Il y a aussi des limites à ce que les étrangers lourdement armés peuvent accomplir, comme les armées occidentales l’ont appris en Somalie et en Afghanistan. C’est un combat qui sera finalement gagné ou perdu par les propres gouvernements de la région. Cela dépendra à son tour de la possibilité de regagner la confiance des populations rurales longtemps négligées, qui considèrent souvent les djihadistes comme moins prédateurs et corrompus que l’État. Les gouvernements du Mali, du Niger et du Burkina Faso doivent faire un meilleur travail de fourniture de services tels que l’eau potable, les écoles et les cliniques. Ils devront également lutter contre la corruption et les violations des droits humains. L’année dernière, plus de civils au Sahel ont été tués par des soldats du gouvernement que par des djihadistes. La France et ses alliés occidentaux ne peuvent pas faire grand-chose pour améliorer la gouvernance sahélienne. Mais ils peuvent conditionner davantage leur soutien aux chefs locaux et aux armées à des changements tangibles, tels que la poursuite des soldats accusés de crimes de guerre. La fin des coups d’État, comme celui du Mali l’année dernière, serait également utile.

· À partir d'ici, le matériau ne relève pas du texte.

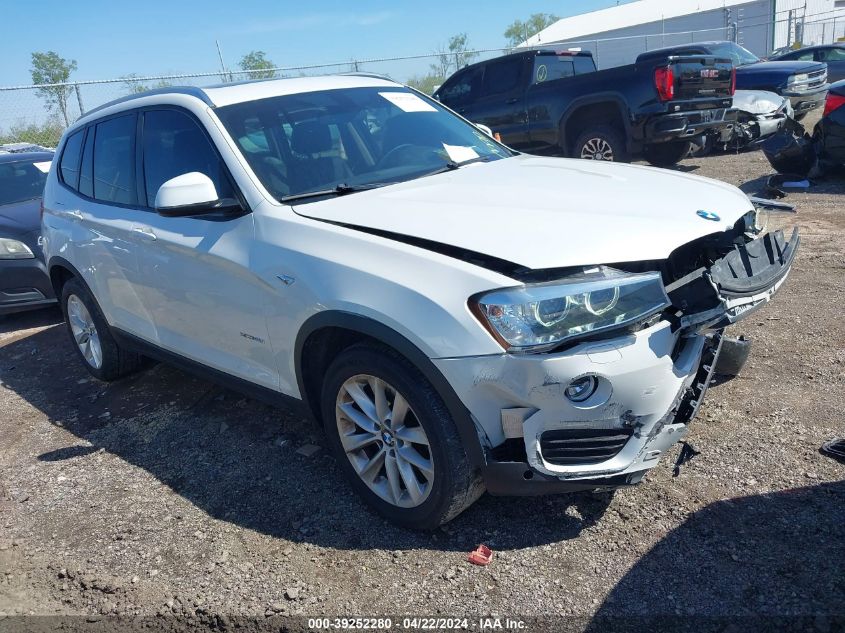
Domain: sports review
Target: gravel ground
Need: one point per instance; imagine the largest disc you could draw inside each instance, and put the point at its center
(164, 495)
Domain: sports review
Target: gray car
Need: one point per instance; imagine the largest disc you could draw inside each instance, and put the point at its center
(831, 54)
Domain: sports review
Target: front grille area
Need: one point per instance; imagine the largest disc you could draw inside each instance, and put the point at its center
(568, 447)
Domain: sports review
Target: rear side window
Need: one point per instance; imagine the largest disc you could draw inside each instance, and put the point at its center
(501, 77)
(462, 89)
(69, 165)
(174, 144)
(114, 160)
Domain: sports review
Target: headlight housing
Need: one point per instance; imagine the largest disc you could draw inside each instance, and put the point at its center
(13, 249)
(539, 317)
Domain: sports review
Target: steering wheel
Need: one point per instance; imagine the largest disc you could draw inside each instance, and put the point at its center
(406, 151)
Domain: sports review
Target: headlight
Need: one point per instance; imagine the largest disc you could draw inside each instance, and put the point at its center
(12, 249)
(798, 82)
(539, 317)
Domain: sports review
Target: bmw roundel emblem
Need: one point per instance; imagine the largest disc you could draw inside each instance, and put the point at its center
(708, 215)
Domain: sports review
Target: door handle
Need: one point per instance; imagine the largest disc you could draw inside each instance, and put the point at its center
(144, 231)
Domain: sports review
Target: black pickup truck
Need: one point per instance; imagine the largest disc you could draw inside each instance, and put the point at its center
(556, 102)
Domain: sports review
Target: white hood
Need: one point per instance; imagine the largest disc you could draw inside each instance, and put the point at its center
(546, 212)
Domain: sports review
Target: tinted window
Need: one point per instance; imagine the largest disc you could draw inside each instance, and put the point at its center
(174, 144)
(832, 55)
(114, 160)
(86, 174)
(501, 77)
(69, 165)
(462, 88)
(22, 180)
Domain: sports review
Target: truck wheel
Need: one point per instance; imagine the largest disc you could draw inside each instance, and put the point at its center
(667, 154)
(91, 337)
(601, 142)
(395, 440)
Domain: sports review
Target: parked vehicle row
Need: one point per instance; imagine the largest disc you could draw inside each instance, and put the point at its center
(456, 315)
(708, 94)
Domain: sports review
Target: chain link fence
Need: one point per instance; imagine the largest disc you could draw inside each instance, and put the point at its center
(39, 114)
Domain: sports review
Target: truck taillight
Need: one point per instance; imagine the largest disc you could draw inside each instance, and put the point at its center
(664, 81)
(833, 102)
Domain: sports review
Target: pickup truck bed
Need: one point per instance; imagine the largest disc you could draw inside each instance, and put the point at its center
(653, 108)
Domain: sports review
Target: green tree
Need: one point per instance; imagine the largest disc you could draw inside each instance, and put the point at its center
(520, 31)
(49, 68)
(257, 62)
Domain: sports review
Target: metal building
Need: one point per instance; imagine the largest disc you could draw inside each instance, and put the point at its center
(618, 34)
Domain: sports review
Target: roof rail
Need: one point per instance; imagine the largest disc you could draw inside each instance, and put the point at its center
(193, 91)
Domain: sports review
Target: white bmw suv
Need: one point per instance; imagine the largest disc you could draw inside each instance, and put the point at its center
(457, 316)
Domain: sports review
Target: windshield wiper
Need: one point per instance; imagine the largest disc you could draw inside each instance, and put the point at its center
(453, 165)
(339, 190)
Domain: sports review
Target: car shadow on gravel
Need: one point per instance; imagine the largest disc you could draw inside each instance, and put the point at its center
(236, 459)
(743, 563)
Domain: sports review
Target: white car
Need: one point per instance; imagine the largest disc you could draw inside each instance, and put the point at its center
(457, 316)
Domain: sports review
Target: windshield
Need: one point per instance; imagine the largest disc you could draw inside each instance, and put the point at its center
(22, 180)
(738, 55)
(342, 140)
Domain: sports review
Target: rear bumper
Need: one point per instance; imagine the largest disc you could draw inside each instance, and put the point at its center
(688, 125)
(24, 285)
(805, 101)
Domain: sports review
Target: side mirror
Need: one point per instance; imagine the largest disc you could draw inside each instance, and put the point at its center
(191, 194)
(484, 129)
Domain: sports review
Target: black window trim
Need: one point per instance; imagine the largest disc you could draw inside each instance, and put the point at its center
(139, 149)
(84, 132)
(140, 184)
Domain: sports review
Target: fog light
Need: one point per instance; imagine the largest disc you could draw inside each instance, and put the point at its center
(581, 388)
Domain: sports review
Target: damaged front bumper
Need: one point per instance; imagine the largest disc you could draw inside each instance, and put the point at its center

Si la France veut que les gouvernements du Sahel assument plus de responsabilités, elle devra peut-être accepter que leurs dirigeants puissent entamer des pourparlers de paix avec certains des jihadistes qu’elle combat. Les cessez-le-feu locaux comme celui qui a été instauré à Djibo, une ville du nord du Burkina Faso, pourraient être un point de départ utile et un moyen de permettre aux enseignants et aux infirmières de revenir.

Même si M. Macron voudrait trouver un moyen de ramener les troupes françaises chez eux, il en faudra beaucoup au Sahel pendant des années. Cependant, il n’est pas raisonnable de s’attendre à ce que la France assume seule le fardeau du combat. La région tout entière serait endommagée si les États déjà faibles du Sahel s’effondraient. Les pays dotés d’armées efficaces comme le Ghana pourraient faire davantage pour se protéger en protégeant leurs voisins. Quelques alliés européens de la France se sont avancés avec de petits commandos. D’autres devraient tenir leurs promesses de les rejoindre. Personne ne veut rester coincé dans une guerre éternelle. Mais repousser les djihadistes demandera des troupes, de l’argent, de la coopération et, surtout, de la patience.